Барант расхваливал искусство графских метрдотелей.
— Мы учились всему в Париже, — отвечал Нессельроде, — я помню, барон, знаменитые обеды Талейрана, в сорок восемь блюд.
После жарких, как бы разделяя обед на два приема, нам подавали холодный ромовый шербет для возбуждения аппетита и успешного продолжения трапезы. Затем снова следовали мясные соусы, в приготовлении которых сказалась в полной мере изобретательная фантазия поваров. Глухари с устричным соусом, павлиньи крылья под шампанским, рагу из черепахи, бекасное соте — все изысканности и все причуды кухонного искусства возбуждали и взнуздывали утомленный аппетит гостей.
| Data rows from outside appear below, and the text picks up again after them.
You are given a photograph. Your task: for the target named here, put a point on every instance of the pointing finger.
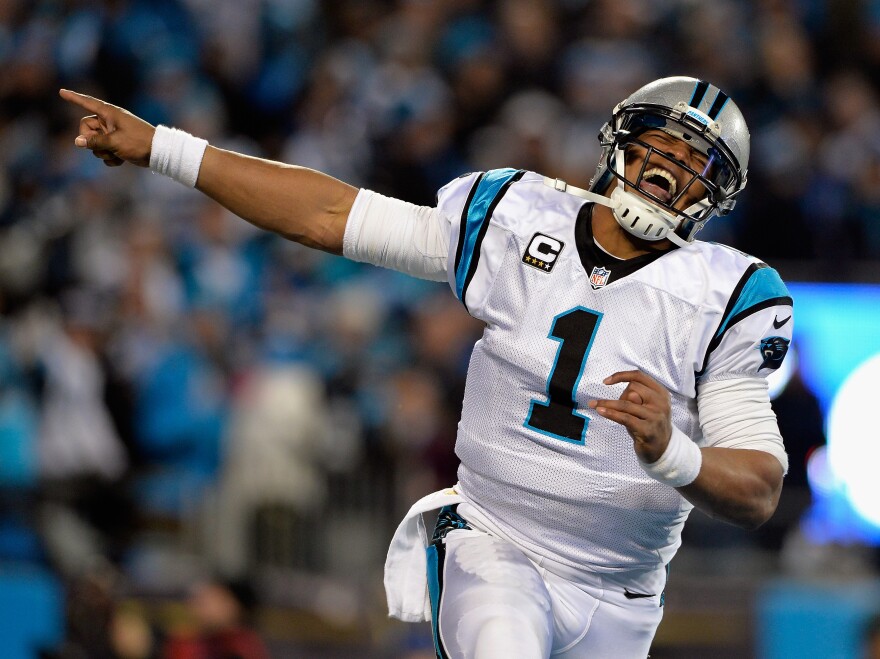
(89, 103)
(94, 142)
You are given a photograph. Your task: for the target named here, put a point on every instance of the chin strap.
(623, 203)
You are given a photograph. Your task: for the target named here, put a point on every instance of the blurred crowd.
(164, 365)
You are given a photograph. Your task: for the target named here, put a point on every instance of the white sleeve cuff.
(736, 413)
(396, 234)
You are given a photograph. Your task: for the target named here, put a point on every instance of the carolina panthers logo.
(773, 349)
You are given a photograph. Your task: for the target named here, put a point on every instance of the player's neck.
(613, 239)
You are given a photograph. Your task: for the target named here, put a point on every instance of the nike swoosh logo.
(779, 323)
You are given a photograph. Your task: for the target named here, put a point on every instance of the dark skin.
(736, 485)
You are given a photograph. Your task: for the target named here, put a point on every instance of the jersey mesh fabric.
(581, 500)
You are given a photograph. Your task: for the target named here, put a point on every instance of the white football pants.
(496, 602)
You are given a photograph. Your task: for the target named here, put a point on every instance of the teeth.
(656, 171)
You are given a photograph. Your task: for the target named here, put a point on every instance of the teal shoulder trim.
(474, 222)
(759, 287)
(762, 288)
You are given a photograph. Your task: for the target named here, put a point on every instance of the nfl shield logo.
(599, 277)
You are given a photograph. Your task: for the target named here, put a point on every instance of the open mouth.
(659, 183)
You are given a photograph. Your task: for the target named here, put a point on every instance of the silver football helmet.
(703, 117)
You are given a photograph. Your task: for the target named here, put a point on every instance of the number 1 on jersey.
(558, 417)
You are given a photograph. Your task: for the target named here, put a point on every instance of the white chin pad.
(640, 217)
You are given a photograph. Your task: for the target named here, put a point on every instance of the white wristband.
(177, 154)
(680, 463)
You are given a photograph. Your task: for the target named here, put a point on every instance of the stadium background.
(183, 397)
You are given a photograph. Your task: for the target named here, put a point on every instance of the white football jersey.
(561, 315)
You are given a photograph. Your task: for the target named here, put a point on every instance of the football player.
(620, 380)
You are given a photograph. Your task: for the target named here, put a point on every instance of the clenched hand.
(111, 133)
(643, 409)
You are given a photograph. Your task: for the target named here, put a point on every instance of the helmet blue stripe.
(699, 92)
(718, 104)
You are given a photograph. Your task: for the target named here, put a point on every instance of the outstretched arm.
(298, 203)
(739, 486)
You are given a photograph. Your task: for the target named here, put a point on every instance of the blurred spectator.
(220, 622)
(85, 514)
(872, 639)
(278, 449)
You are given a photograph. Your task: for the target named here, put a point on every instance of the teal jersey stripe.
(487, 190)
(764, 285)
(434, 587)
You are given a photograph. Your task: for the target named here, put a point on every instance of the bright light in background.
(837, 338)
(853, 442)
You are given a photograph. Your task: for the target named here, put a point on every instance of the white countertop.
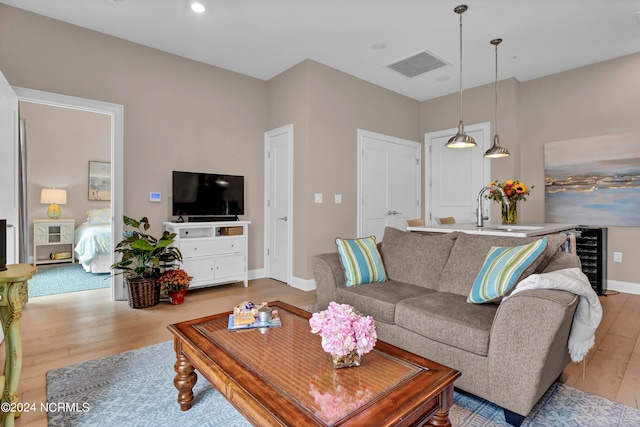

Одной из занимательных тем общей беседы была поездка французских принцев в Берлин и Вену. Секретная цель путешествия была всем известна. Наш новый премьер Тьер решил во что бы то ни стало добиться сближения Франции с Австрией. Это был политический акт огромной трудности и неисчислимых международных последствий. Путем к осуществлению его Тьер наметил женитьбу нашего наследника — принца Орлеанского — на молодой австрийской эрцгерцогине.
Быстро была налажена поездка двух старших сыновей Луи-Филиппа в Германию и Австрию. В политических кругах Европы чрезвычайно интересовались исходом этого романического путешествия.
— Говорят, принц Орлеанский очень красив и ловок, — обратилась к Баранту Долли Фикельмон.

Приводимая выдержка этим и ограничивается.